The (re)x founder ran her own international children’s clothing brand for 13 years but was troubled by the sheer volume of waste created by plastic hangers that were discarded and bound for landfills. (re)x was born from the desire to reduce consumers’ environmental footprint. Quintana engineered a solution by designing a 100% recycled hanger made from recovered ocean plastics.
Hanger made from 100% recycled plastic gathered from oceans.
Raw materials for the (re)x hangers are sourced from beach clean-ups and local recycling efforts in South Africa, recovering plastics from the ocean and removing post-consumer and post-commercial plastics from the waste stream. The color of each hanger will feature slight variations over time, reflecting the variety of plastics collected. All the company’s packaging is made from 100% recycled material and is 100% biodegradable, helping keep more plastic out of the ocean.
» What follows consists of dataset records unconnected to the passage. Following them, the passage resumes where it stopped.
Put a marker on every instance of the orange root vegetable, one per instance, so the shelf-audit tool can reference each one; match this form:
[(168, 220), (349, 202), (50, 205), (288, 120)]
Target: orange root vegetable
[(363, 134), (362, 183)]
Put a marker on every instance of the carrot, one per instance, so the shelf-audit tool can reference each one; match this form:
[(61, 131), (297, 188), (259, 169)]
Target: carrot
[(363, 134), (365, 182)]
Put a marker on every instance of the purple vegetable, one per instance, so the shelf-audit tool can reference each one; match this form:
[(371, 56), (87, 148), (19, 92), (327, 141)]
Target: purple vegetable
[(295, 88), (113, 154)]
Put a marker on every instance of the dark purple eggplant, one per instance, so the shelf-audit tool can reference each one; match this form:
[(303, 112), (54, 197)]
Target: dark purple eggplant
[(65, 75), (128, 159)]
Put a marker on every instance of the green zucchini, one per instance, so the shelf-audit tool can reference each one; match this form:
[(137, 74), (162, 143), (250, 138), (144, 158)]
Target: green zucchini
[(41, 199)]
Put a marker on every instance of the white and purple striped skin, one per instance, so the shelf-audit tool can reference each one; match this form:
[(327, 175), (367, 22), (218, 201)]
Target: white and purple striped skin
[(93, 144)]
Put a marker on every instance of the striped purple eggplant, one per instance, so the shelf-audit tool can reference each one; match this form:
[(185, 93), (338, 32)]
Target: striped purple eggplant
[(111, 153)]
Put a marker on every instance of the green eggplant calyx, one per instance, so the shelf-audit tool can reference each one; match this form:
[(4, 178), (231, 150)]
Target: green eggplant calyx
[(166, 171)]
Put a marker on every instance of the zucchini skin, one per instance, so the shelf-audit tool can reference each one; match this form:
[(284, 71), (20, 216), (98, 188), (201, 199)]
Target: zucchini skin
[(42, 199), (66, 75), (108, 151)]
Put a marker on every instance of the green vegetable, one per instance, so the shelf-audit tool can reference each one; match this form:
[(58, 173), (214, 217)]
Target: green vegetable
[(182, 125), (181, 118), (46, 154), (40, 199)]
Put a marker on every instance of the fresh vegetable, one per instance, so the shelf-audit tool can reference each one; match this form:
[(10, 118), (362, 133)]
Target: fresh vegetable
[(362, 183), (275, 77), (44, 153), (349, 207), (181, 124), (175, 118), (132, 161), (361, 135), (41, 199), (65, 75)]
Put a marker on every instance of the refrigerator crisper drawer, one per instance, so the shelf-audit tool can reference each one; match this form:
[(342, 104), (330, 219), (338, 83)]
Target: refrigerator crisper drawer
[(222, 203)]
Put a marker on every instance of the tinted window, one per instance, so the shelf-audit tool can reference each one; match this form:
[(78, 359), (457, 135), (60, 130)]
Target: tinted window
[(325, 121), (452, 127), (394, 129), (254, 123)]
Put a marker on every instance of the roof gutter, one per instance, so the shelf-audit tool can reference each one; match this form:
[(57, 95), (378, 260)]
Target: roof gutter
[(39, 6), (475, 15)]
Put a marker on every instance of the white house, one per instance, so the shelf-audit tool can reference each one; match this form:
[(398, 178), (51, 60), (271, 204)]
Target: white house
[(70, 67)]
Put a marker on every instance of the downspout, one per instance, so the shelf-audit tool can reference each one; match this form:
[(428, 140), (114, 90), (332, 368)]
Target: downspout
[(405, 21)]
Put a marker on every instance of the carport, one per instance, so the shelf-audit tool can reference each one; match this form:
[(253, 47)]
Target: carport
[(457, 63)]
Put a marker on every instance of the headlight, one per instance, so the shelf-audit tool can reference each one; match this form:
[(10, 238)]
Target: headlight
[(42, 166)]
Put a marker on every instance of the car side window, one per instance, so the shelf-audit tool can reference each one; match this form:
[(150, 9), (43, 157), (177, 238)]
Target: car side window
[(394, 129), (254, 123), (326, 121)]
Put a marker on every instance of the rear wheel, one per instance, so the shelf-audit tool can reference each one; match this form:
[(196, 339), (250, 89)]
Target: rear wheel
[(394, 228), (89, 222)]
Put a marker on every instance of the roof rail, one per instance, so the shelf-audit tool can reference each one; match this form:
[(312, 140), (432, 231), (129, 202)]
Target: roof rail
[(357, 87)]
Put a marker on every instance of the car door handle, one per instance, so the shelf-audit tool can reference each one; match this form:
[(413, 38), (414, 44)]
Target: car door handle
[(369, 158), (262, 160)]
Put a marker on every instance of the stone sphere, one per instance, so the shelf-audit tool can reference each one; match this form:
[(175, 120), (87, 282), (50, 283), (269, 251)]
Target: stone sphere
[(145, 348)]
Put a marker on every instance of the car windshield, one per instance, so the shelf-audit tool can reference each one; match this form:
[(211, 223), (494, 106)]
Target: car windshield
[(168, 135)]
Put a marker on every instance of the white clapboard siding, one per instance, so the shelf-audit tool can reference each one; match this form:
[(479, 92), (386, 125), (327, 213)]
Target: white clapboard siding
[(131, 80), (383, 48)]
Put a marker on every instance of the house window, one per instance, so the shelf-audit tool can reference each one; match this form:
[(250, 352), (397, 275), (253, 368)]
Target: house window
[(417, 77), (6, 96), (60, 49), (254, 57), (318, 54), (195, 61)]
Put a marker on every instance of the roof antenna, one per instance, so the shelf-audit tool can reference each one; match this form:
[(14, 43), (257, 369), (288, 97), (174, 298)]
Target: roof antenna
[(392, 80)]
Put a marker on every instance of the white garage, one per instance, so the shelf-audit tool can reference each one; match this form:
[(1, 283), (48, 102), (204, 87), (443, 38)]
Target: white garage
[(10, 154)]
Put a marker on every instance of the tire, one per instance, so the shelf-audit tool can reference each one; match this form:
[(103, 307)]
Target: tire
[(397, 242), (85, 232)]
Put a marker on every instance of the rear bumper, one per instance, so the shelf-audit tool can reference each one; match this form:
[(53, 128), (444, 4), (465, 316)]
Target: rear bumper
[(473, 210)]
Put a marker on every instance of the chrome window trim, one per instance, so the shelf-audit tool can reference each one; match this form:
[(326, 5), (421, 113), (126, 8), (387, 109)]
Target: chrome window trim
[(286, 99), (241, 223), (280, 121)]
To manufacture the product, Quintana is partnering with Ocean Plastic Technologies (OPT), a South African manufacturing technology company. Ocean Plastic Technologies not only provides the raw materials and fabrication for (re)x ‘s hanger, but they also educate, train, and employ South African workers who have a desire to protect their environment.
OPT uses portable “micro recycling plants” that are deployed where storms and ocean currents churn up plastic along the shore. These self-contained, mobile manufacturing facilities allow OPT to access local communities quickly and efficiently to capture plastics from waterways or before they enter waterways and then recycle them for use in products like (re)x hangers. To date, the production of (re)x hangers has removed 3.3 tons of ocean and ocean-bound plastic waste.
“Paulina has incredible passion and determination to reduce the use of virgin plastic,” said Oliver Nudds, managing director at Ocean Plastic Technologies. “Paulina’s authenticity about the environment is a revelation and we bought right into her vision. Let’s face it, everyone buys plastic hangers, but when made from recycled plastic they are the right hanger for today, and honestly the right hanger for the future. This is a hanger with a purpose. We are honored to help (re)x make a positive impact to reduce worldwide plastic waste.”
“We have reengineered the hanger,” Quintana said. “We increased the overall thickness by 50%, ensuring a significant improvement in durability and resistance to breakage.” (re)x also increased the vertical strength of the pant bar to hold heavy garments without bending and added an integrated “fishhook-style” garment hook. A unique ‘bridge’ at the apex of the hanger completes the design to provide maneuverability in tight spaces packed with clothing.
Quintana aims to demonstrate to retailers and consumers alike that when it comes time to reorder hangers, they can use their purchasing decisions to protect the environment with a better designed, more durable, and more sustainable option. “When you consider that most every home, apartment and retail store have plastic hangers, we have a big challenge on our hands to change people’s future buying patterns.”
After a successful crowdfunding campaign on Kickstarter, (re)x has manufacturing underway in South Africa and is fulfilling purchase orders for immediate delivery. To date, the company has sold more than 1,000 hangers to high schools, colleges, and universities across North America.
This month, (re)x launched an e-commerce store on its website, allowing consumers to purchase the company’s hangers online and have them shipped anywhere in the world.